To be built in tiny numbers, the TS3 uses the air/oil cooled, 1200cc, Testastretta engine out of the Monster, giving it around 135bhp. There’s no mention of the price on the firm’s website, we can only assume that if you must ask the price – you probably can’t afford it.

4. Triumph Infor Rocket Streamliner

Looking more like a missile than a bike and driven/ridden by Guy Martin, the ill-fated Triumph used a massively complex and heavy-duty, hub-steering design for its 2017 record attempt. Sadly, the nation’s favourite tea-drinking truck-mechanic was thwarted by soggy salt flats that meant the machines 1000hp engines couldn’t get enough traction. The team did manage to get some runs in hitting 274.2mph, although sadly that’s some way short of their target of 400mph+.

3. Yamaha GTS1000

The GTS1000 is probably the closest we came to a fully mass-produced, viable and reliable hub-steered bike. Built between 1993 and 1999, the GTS1000 used the 102hp engine from an FZR100 and a RADD Inc. front end. For the most part, the sports tourer looked like any other bike on the road, until you spotted that front swingarm.

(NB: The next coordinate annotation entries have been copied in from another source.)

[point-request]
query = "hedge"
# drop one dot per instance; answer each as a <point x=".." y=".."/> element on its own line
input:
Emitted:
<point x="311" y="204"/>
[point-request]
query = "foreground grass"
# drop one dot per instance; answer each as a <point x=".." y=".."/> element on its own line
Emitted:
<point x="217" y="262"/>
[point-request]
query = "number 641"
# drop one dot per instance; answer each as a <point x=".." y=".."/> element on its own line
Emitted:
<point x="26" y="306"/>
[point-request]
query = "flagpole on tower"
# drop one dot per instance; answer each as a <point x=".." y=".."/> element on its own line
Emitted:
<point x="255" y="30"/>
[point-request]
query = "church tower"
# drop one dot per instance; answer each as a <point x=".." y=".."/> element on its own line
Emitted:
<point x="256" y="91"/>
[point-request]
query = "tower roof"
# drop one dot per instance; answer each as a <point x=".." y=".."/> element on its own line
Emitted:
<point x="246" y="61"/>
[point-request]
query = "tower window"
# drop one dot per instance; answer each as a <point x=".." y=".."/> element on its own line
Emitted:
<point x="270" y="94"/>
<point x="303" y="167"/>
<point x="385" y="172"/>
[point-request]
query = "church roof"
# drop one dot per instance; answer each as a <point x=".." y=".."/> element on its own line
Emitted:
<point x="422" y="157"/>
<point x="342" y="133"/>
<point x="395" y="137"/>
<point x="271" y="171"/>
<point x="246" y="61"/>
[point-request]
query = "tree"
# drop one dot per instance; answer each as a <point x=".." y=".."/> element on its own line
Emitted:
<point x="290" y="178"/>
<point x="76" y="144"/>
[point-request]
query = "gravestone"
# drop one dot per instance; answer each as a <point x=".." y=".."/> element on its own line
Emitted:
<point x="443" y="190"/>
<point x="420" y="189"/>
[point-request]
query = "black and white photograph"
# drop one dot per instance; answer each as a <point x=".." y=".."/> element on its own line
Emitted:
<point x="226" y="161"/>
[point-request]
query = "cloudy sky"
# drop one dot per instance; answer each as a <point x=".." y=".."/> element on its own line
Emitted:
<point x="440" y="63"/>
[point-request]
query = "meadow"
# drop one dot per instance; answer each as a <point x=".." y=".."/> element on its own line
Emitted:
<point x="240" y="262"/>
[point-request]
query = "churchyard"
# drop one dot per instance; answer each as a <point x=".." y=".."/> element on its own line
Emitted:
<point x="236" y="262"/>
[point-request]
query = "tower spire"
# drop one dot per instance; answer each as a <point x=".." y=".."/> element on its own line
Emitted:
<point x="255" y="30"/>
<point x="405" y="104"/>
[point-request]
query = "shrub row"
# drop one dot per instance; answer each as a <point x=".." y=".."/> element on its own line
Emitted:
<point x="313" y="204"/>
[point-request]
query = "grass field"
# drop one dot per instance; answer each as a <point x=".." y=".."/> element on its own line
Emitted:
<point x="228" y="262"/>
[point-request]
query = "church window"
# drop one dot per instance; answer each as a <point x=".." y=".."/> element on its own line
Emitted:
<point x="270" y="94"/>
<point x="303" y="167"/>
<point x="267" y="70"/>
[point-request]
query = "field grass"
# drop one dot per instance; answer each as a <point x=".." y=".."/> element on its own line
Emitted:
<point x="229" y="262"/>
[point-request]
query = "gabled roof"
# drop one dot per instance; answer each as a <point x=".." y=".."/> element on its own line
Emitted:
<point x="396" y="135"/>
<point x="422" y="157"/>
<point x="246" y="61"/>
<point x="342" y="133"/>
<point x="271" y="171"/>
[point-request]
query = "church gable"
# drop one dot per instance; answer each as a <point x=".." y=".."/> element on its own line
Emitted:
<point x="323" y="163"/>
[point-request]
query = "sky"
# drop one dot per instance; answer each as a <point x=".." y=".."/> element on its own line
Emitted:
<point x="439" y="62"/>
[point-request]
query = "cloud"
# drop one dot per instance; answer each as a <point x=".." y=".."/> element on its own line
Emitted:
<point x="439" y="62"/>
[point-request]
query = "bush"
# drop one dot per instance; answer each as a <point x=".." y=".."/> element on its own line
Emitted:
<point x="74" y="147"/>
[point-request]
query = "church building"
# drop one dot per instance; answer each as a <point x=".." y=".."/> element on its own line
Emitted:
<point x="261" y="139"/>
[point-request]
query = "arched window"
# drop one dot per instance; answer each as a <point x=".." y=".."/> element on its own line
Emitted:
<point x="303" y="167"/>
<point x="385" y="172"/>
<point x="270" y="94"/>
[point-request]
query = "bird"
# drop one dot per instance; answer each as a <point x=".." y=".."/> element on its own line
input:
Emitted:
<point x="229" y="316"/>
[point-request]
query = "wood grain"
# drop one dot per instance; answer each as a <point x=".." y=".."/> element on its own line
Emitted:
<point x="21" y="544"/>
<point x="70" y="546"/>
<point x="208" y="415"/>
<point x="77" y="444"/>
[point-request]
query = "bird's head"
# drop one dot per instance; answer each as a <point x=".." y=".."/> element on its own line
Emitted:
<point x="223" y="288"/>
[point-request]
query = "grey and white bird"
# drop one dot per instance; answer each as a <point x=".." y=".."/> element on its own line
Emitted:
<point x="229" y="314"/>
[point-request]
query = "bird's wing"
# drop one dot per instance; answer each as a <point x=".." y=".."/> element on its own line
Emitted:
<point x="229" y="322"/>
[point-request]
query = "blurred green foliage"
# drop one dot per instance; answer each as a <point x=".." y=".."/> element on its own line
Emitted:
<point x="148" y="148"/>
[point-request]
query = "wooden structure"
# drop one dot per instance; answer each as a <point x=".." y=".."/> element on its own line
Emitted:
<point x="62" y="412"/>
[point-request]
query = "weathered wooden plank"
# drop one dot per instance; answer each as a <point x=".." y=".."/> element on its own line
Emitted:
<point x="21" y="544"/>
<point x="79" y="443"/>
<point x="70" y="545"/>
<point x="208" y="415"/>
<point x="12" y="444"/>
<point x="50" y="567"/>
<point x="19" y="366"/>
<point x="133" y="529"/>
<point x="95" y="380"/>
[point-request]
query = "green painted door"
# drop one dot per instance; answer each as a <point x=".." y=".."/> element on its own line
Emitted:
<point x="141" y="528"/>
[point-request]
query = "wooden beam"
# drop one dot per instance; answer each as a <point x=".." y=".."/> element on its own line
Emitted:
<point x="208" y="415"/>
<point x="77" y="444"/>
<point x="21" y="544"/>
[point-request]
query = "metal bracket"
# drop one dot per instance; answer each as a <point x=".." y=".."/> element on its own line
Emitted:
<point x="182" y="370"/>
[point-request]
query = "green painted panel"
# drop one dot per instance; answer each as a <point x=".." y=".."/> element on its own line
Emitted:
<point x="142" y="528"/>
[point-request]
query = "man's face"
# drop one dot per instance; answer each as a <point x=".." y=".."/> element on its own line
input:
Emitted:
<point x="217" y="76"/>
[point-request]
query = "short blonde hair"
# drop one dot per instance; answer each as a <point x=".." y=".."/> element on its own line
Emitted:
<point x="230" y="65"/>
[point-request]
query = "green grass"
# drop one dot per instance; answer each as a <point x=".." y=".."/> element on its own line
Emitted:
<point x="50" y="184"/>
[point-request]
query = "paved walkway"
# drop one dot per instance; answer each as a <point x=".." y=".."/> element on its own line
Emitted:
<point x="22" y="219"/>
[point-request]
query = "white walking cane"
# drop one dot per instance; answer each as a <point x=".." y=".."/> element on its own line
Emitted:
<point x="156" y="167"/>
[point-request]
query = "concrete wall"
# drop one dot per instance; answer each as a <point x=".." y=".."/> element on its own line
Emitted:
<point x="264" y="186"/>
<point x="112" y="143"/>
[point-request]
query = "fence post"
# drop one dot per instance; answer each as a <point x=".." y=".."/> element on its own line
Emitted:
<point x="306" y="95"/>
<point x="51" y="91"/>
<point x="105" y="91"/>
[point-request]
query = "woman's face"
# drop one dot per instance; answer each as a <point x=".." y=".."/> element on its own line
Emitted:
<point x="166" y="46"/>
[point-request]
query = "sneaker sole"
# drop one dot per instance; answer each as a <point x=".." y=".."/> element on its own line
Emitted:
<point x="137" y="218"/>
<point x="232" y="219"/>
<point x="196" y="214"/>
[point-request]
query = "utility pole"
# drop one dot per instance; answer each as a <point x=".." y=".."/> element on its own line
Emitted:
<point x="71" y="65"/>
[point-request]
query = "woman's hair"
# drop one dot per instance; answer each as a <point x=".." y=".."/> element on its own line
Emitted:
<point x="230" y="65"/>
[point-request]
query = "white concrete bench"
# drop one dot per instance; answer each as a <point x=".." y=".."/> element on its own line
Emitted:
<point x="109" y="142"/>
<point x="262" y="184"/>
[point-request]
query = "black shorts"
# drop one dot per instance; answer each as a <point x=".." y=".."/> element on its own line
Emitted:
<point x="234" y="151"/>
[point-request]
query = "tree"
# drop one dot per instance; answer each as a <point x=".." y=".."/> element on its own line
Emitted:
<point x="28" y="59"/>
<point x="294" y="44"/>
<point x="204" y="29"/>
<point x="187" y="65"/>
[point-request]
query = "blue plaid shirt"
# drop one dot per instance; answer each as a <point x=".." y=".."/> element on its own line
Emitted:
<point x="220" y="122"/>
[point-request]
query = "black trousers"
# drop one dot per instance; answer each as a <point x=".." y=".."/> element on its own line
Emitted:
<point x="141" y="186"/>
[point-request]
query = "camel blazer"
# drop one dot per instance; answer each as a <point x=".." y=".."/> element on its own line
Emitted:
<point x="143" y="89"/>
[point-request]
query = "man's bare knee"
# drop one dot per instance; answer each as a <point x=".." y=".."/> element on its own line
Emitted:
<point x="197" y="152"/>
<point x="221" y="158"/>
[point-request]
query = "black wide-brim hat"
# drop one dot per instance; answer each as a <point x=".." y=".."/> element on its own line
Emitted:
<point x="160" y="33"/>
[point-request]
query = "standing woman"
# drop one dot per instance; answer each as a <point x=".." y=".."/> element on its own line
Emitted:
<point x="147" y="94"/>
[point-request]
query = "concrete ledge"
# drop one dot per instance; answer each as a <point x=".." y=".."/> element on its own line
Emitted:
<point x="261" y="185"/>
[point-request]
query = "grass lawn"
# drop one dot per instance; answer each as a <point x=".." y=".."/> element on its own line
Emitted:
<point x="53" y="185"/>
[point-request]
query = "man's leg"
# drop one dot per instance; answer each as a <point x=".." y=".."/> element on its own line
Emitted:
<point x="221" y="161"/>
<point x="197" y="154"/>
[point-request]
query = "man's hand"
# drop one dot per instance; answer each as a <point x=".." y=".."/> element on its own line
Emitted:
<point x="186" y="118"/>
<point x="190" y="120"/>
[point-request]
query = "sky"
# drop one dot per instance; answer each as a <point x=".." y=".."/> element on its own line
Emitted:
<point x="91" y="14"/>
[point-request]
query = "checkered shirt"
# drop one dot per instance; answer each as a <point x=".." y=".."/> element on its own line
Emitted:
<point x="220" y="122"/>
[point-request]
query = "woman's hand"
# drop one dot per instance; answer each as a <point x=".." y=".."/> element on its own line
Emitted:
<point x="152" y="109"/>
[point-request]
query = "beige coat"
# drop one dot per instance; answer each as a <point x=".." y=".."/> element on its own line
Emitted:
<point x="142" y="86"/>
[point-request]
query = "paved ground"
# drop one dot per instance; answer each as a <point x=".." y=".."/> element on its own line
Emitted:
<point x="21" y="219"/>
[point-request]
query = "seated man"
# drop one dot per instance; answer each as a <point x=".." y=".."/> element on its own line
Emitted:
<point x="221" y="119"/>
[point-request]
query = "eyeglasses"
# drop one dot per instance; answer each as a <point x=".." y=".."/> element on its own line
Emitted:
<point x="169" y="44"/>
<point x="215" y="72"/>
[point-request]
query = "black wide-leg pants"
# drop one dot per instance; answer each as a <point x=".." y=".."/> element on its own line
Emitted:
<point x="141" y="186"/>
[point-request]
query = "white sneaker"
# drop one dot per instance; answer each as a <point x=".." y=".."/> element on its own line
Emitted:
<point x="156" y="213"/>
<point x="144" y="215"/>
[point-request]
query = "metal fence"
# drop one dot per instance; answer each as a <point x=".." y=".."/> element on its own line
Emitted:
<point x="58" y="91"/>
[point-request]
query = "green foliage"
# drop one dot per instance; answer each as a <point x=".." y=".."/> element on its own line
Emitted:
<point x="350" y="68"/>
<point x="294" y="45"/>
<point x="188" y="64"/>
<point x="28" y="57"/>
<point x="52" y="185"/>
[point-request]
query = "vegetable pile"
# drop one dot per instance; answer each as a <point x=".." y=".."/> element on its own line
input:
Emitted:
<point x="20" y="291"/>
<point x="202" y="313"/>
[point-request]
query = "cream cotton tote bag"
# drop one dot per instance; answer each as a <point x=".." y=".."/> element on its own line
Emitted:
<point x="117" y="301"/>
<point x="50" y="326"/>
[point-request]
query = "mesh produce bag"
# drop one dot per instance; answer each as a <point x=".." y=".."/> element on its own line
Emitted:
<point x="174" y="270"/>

It’s possible its vanilla styling, when compared to most other hub-steered projects, could have owed to it almost breaking through into the mainstream.

2. Bimota Tesi 3D

Bimota are never a brand to shy away from designing something outrageously exquisite, and they certainly didn’t let us down with the Tesi 3D. You can almost picture that ‘Hold my espresso’ moment in the café that lead to its creation!

Powered by an air-cooled, Ducati lump that produces around 100hp, the Tesi 3D is more about corning prowess and stable braking, than acceleration that’ll set your pants on fire.

1.  Arc Vector

Teased for the last couple of months and seen in the flesh for the first time at the EICMA show this week, the Vector is the brainchild of UK based electric bike builder Mark Truman. Built around a carbon fibre chassis and using carbon fibre for both the front and rear swingarms, the Vector should give a, claimed, 200-mile range, 45 minute recharge time and 125mph top speed.

It also has something that nothing else on this page has – a front swingarm pivot below the level of the front axle. That means the Vector dives slightly under braking and still behaves like a fork the rest of the time too. Whether that transpires into a winning solution to the hub-steer question. We will have to wait and see – the bike is hoped to be ready in June next year and Visordown will be there to bring you all the news.